The dual-stick shoot-em-up has so far defined next-gen downloadable content thanks to the auspicious success of Geometry Wars: Retro Evolved. Combining a simple presentation with a never-ending challenge designed to crush your soul seems to be the perfect formula for a revival of the arcade mentality, only now without the creaky stand-up cabs or the smell of copper on your palm that comes from tightly gripping a stack of quarters in your sweaty little paws.
Now we leave our nostalgia at home, where we can keep a close eye on it or stash it under the bed when company comes over (right next to the crusty Playboy). After all, they might think we're nutty for indulging in such childish passions! Oh, but we have an outlet thanks to the shiny, new next-gen consoles sitting in our living rooms – powerful media machines that wouldn't look out of place in any modern entertainment center but seem to be doing as much for games from the 1980s as they are for those from 2006.

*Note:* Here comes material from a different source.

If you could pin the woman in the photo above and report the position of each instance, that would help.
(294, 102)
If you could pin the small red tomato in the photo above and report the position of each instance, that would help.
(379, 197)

What was once old is new again and it's little surprise that the PS3 debuted with two retro-inspired games on its Playstation Network service in order to cap on the trend. The primary of the two, Blast Factor, is austere and brooding. With levels segmented into "cells," it shares a lot more in common with Mutant Storm (another early release on Xbox Live Arcade) than Geometry Wars, but the idea is generally the same across all three titles: dodge and destroy successive waves of enemies in your little geometric cage in order to advance.
A small variety of malevolent anti-bodies stand between your little pod and the disinfecting of one of seven specimens. Like the other games I've mentioned in this review, each enemy has its own specific pattern and when two or more are thrown at you in tandem, it becomes a delicate dance properly balancing your extermination techniques. For instance, white platelets will home right in on you as they appear while the larger "Big Tips" require you to shift the playing field in order to knock them over and expose their weak underbellies.
Blast Factor does a good job of incorporating your special abilities into the elimination of your enemies. At your disposal are two techniques which are always at the ready. By tilting the SIXAXIS quickly left or right, you can send a wave across the screen in that direction, which pulls all baddies along with it. The second is a repulsor mapped to the R2 button that pushes enemies away in a concentric ring around your ship. These can effectively be used together in order to defeat specific enemies, get yourself out of danger, or bunch viruses up to create a score-boosting chain. It adds a lot to a game which would've otherwise been a well-constructed, but otherwise completely derivative clone of other titles in the same vein.
The game features around 98 or so "cells," but you won't be accessing them all each time through. One of the niftiest bits of Blast Factor is its branching levels design. Performing well on a particular cell by meeting the target time will send you to more difficult ones, while doing poorly will keep you trudging through the easiest of the bunch. Tack on some tough boss battles down the line and you've got a game with a fair amount of replay value. There's also an online score ranking to participate in if you crave the competition.
As one of the first downloadable games for the PS3, Blast Factor is spectacular in its own right, but without bursting onto the scene as Geometry Wars did, it's unlikely that it'll ever garner the same level of popular acclaim. Nonetheless, it plays well, runs smoothly, and heralds the kind of game play which will keep score-hounds coming back to it again and again.